После того вечера я немедленно бросал трубку, едва заслышав ее голос в ней, будто это был голос сирены или русалки, чуть не заманившей наивного парубка в сумрачный мир, из которго нет возврата. Объяснить бы ей я ничего не смог. Потому что и моряком-то я хотел стать, чтобы справиться с непобедимым страхом морских глубин, как я теперь понимаю. А она даже свет не хотела включить: что она, не знала, что во всех детях живет страх темноты? С виду я был прозрачен для нее, как электрическая лампочка, она же пряталась в темной комнате, под фальшивым именем, на конспиративной квартире. С полумаской только был перебор - может, он ее и подвел. Потому что вышло все наоборот. В той темноте, которую она учинила, мне удалось ускользнуть от нее.

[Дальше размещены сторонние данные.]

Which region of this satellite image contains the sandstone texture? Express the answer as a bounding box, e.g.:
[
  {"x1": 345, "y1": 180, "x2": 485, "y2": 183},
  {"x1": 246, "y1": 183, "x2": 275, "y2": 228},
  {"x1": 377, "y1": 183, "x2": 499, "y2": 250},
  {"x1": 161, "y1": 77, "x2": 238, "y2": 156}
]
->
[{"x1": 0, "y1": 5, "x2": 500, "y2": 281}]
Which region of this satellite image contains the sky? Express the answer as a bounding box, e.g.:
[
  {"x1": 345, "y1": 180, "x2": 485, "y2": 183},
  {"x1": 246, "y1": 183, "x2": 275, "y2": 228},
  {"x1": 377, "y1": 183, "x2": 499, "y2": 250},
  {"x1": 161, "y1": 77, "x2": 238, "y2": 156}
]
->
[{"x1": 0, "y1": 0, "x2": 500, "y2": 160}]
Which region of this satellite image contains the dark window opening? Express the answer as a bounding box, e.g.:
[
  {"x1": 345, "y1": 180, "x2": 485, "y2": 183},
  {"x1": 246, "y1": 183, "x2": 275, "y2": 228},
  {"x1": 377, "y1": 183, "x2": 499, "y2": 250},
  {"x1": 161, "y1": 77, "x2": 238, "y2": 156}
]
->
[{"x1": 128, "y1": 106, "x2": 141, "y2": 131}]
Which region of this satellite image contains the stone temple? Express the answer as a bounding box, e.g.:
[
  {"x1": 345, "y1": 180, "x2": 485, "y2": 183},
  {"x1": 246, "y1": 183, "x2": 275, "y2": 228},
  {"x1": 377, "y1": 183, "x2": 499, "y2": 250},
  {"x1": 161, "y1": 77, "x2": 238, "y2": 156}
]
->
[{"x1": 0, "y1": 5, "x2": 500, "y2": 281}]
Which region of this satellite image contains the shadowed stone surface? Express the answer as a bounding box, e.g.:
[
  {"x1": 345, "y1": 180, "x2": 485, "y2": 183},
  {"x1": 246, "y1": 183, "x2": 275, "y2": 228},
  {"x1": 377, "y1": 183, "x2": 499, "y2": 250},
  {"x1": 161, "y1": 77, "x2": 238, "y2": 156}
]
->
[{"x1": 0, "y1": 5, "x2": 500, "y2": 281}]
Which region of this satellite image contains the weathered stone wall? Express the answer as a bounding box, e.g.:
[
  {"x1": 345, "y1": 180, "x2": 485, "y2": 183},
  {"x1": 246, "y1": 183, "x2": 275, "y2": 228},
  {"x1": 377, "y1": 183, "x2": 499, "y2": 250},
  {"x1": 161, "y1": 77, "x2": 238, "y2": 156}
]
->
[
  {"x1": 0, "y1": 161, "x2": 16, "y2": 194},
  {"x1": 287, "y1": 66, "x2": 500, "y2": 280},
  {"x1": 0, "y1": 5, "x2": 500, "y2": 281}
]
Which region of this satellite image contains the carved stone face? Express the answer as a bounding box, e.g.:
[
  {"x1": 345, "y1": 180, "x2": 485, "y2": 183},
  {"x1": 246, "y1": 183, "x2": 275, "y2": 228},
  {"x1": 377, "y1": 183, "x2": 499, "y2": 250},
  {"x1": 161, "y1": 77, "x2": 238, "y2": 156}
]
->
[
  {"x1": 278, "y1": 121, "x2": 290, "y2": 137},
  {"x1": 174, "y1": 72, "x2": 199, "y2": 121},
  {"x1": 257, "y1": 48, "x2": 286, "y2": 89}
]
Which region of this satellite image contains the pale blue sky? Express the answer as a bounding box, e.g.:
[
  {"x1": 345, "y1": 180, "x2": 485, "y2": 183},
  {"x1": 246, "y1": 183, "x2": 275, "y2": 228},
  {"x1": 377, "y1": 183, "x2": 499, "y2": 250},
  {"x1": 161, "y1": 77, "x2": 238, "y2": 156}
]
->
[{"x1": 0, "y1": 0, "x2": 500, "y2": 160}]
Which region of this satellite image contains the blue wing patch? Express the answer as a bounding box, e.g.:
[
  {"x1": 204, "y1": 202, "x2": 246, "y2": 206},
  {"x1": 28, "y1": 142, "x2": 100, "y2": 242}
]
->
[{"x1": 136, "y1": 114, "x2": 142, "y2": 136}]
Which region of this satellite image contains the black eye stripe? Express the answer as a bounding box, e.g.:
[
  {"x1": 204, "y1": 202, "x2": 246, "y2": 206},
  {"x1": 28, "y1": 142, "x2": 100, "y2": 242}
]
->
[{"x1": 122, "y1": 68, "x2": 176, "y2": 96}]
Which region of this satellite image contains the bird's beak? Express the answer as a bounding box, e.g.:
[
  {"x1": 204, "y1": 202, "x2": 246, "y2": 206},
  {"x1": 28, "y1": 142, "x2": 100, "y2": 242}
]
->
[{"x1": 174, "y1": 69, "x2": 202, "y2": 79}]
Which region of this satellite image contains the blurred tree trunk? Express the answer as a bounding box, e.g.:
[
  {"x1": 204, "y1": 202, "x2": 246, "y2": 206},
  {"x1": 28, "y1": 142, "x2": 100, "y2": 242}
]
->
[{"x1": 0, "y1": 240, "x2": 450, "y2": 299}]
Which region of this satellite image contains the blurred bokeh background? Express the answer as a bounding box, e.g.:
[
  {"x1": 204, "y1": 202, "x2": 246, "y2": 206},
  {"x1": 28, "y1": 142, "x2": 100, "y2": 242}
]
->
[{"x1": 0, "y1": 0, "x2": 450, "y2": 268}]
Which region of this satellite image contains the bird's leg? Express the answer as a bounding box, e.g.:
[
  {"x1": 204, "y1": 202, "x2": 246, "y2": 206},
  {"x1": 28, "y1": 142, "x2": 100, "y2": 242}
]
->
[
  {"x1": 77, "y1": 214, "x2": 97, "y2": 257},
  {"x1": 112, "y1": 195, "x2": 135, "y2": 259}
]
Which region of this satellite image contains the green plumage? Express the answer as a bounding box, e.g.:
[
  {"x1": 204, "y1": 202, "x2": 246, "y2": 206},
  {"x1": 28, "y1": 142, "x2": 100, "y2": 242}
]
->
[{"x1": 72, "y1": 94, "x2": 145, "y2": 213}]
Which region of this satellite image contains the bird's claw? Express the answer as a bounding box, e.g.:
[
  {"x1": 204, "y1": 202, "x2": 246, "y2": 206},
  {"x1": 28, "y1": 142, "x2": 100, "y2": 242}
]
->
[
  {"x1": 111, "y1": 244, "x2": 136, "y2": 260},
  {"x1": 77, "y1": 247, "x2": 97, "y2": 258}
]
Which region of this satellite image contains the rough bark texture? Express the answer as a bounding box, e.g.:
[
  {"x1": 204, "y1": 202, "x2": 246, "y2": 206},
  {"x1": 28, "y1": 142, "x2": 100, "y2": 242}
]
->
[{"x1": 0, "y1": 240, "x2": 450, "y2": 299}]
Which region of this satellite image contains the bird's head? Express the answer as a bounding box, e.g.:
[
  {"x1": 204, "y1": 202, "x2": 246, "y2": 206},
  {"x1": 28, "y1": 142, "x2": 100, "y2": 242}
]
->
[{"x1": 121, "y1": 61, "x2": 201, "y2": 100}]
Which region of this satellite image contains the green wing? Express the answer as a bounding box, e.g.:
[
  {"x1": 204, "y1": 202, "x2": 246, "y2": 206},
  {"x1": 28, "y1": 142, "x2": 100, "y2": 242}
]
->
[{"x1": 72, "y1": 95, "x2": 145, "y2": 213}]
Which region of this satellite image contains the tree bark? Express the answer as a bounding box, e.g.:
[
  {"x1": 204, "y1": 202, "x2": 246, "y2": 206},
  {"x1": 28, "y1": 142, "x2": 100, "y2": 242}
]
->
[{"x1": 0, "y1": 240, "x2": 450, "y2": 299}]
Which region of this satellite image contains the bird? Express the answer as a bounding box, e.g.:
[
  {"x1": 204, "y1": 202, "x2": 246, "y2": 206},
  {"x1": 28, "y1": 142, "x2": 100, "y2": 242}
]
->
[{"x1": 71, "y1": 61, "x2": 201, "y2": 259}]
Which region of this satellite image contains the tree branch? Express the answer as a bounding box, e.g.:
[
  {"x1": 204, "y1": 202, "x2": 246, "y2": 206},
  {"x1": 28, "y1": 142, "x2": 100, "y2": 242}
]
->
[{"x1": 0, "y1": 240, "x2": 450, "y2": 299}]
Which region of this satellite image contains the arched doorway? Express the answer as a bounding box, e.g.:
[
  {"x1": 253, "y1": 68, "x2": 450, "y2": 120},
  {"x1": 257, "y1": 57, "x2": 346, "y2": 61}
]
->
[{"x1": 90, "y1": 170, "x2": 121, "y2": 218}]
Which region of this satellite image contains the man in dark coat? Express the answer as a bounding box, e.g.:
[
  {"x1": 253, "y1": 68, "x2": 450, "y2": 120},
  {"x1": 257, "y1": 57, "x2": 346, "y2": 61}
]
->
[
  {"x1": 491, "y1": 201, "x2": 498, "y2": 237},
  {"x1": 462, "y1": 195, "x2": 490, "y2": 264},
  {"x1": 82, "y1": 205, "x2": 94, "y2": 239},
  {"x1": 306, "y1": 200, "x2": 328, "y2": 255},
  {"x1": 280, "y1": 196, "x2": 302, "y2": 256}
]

Ей-богу, странная история.

Выход из роли

Пора вспомнить маленького Сахарова с крупной неровной головой, действительно, походившей своей формой на кусок колотого сахара (нынче такого нет в продаже). Мы и не подозревали, что он страдал, оттого что жил на самой дальней окраине, и учеба в 1-й школе была для него совсем не тем, чем для всех остальных. Его покосившийся домик, где он жил с матерью и сестрой, я увидел много позже, когда, перебравшись в более крупный город, он уже работал в обкоме партии. Однако бедняга и туда сумел попасть, когда в стране началась "перестройка", обломилась ему только государственная квартира, а до того бегал за водкой для начальства и использовался им для выписывания на него фиктивных премий. Парень был старателен, но туповат.

И вот неожиданно, во время одной из поездок куда-то всем классом, он посягнул на роль шута, которая уже "жала" нашему Ваське, и дня три смешил всех так, что совершенно Васеньку затмил, тот ходил зеленый. Больше того, самый низкорослый в классе, коротконогий, он приударил за самой высокой в классе девчонкой, рано созревшей и обладавшей никем пока не потревоженной сексапильностью крупной женщины - грацией слонихи или носорожихи (если кто понимает в этом толк). Она была очень спортивной и, в отличие от него, хорошо училась. Он запрыгивал к ней на колени (как бы хотел оказаться на них я!), щипал ее, она визжала, смешил до слез - короче, повел себя как парень из предместий, если не как сельский парубок. Все заметили, что он даже слегка кудреват. Самое любопытное, однако, что его только и хватило на эти три дня. Сразу по возвращении из той поездки он сник, вернувшись к облику ничем не выделяющегося, туповатого и осторожного зануды.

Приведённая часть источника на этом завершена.